Dann die Überleitung zu dem zweiten Programmpunkt, dem Soundtrack des Dinoklassikers Jurassic Park: Dieses Stück hatte das Schulorchester höchstpersönlich ausgewählt. Dem Wunsch nach Filmmusik sei man gerne nachgekommen, betonte Mechthild Geißler, und auf der alljährlichen Orchesterfahrt in das hessische Schlitz (Sitz des Landesmusikrates Hessen, Schloss Hallenburg) habe man nicht nur intensiv an dem Stück geübt, sondern auch schon mal den Film dazu geschaut.

„So bekommen die jungen Musiker ein Gefühl dafür, wie in Spielfilmen Musik zur Erzeugung von Stimmungen und Gefühlen eingesetzt wird. Das ist eine kostbare musikalische Erfahrung“, so Geißler.

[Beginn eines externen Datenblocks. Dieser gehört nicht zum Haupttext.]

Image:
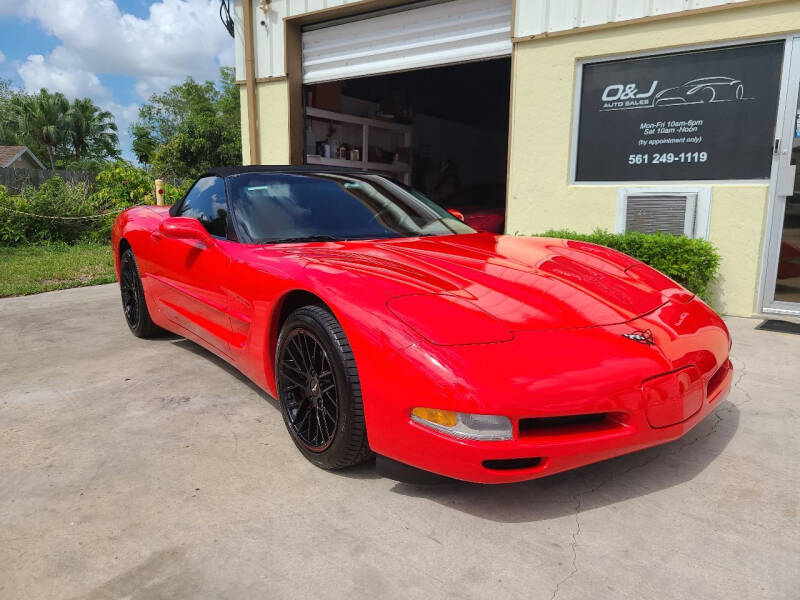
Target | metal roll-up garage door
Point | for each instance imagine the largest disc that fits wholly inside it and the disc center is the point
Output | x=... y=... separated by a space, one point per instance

Die Komposition stammt von keinem Geringeren als John Williams, dem jeder musikalisch schon einmal begegnet sein dürfte, ohne dass er die dazugehörigen Filme gesehen hat. Denn wer würde nicht den Soundtrack vom Weißen Hai, Harry Potter oder Star Wars vor sich hin summen können? Und so konnte man eindrucksvoll erleben, wie es sich anhören kann, wenn etwas von Herzen gespielt wird – und zwar von 60 Jugendlichen unterschiedlichsten Alters und unterschiedlichster Leistungsstufen. Jede Instrumentengruppe hatte einmal das Thema, jedes Mal war es spannend, zuzuhören. Alles hat super geklappt, ...übrigens auch das Solo von Lorena auf der Tuba, kein Wunder, das Einzelcoaching von Thomas Gimnich hatte sich voll ausgezahlt! Aber auch die Geigen haben mal wieder von „ihrem Coach“, Stefanie Pfaffenzeller, profitiert, weiß Sarah zu berichten: „Bei Jurassic Park müssen wir Geigen so richtig in die Lagen gehen. Frau Pfaffenzeller hat uns tolle Fingersätze und wertvolle Tipps für eine gute Bogeneinteilung gegeben. Es hat uns sehr viel Spaß gemacht!“. Und so konnte man die Dinos förmlich spüren!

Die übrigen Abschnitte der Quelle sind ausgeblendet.